Нетерпение к себе охватило меня; я увидел, что настала пора сознать себя.
Сразу сделалось мне ясно до ужаса, как много времени было потрачено - как
бесполезно, как произвольно было для моей задачи все мое существование
филолога. Я стыдился этой ложной скромности... Десять лет за плечами, когда
питание моего духа было совершенно приостановлено, когда я не научился
ничему годному, когда я безумно многое забыл, корпя над хламом пыльной
учености. Тщательно, с больными глазами пробираться среди античных
стихотворцев - вот до чего я дошел! - С сожалением видел я себя вконец
исхудавшим, вконец изголодавшимся: реальностей вовсе не было в моем знании,
а "идеальности" ни черта не стоили! - Поистине, жгучая жажда охватила меня -
с этих пор я действительно не занимался ничем другим, кроме физиологии,
медицины и естественных наук, - даже к собственно историческим занятиям я
вернулся только тогда, когда меня повелительно принудила к этому моя задача.

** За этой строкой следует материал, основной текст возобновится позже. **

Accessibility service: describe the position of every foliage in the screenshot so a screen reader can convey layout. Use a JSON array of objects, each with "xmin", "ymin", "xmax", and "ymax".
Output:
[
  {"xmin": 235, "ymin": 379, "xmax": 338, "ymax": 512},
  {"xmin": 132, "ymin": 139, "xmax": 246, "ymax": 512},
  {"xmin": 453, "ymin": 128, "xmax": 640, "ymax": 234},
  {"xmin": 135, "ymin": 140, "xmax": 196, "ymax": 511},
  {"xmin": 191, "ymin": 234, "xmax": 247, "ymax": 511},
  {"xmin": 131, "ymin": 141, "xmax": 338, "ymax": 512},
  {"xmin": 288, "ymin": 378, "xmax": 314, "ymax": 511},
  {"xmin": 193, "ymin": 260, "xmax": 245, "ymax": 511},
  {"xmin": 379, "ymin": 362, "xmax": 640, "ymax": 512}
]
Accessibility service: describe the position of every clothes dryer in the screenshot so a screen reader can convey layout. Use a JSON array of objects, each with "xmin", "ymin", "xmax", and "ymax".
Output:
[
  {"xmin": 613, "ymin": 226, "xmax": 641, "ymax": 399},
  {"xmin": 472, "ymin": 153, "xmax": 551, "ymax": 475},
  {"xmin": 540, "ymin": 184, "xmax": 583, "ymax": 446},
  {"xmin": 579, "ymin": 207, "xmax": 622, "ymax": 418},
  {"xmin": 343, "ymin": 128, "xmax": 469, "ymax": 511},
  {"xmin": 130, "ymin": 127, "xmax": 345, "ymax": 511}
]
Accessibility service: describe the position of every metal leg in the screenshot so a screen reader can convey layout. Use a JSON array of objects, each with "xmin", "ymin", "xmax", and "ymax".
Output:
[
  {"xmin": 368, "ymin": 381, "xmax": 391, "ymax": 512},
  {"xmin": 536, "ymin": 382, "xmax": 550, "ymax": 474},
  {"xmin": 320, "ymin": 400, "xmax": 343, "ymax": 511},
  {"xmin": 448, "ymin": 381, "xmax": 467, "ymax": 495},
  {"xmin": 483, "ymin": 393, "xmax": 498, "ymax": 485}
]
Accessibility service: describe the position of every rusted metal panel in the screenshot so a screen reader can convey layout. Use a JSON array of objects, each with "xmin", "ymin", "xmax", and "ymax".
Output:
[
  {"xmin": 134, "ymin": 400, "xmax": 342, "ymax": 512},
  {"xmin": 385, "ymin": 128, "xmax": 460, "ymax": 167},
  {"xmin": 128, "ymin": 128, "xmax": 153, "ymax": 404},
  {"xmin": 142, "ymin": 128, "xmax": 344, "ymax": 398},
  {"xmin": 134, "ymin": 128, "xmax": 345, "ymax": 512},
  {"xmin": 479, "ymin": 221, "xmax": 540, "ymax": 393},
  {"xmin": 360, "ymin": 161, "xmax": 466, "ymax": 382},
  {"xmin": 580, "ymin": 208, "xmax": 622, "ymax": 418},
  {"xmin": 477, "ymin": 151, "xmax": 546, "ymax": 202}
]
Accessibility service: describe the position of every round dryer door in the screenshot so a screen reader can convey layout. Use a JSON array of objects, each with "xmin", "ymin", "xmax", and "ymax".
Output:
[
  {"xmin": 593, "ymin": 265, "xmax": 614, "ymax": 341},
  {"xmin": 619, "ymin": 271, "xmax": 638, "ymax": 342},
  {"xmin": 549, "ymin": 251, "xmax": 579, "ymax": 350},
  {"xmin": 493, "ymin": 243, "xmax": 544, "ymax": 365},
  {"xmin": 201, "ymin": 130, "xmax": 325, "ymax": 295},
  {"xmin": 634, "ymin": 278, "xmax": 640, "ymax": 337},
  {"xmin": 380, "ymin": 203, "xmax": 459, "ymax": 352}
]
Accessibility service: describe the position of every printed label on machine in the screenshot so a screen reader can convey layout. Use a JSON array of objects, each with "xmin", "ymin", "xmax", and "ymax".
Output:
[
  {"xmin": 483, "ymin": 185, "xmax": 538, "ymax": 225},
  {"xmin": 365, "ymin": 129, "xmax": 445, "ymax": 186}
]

Тогда же я впервые угадал связь между избранной вопреки инстинкту
деятельностью, так называемым "призванием", к которому я менее всего был
призван, - и потребностью в заглушении чувства пустоты и голода
наркотическим искусством - например, вагнеровским искусством. Осторожно
оглядевшись вокруг себя, я открыл, что то же бедствие постигает большинство
молодых людей: одна противоестественность буквально вынуждает другую.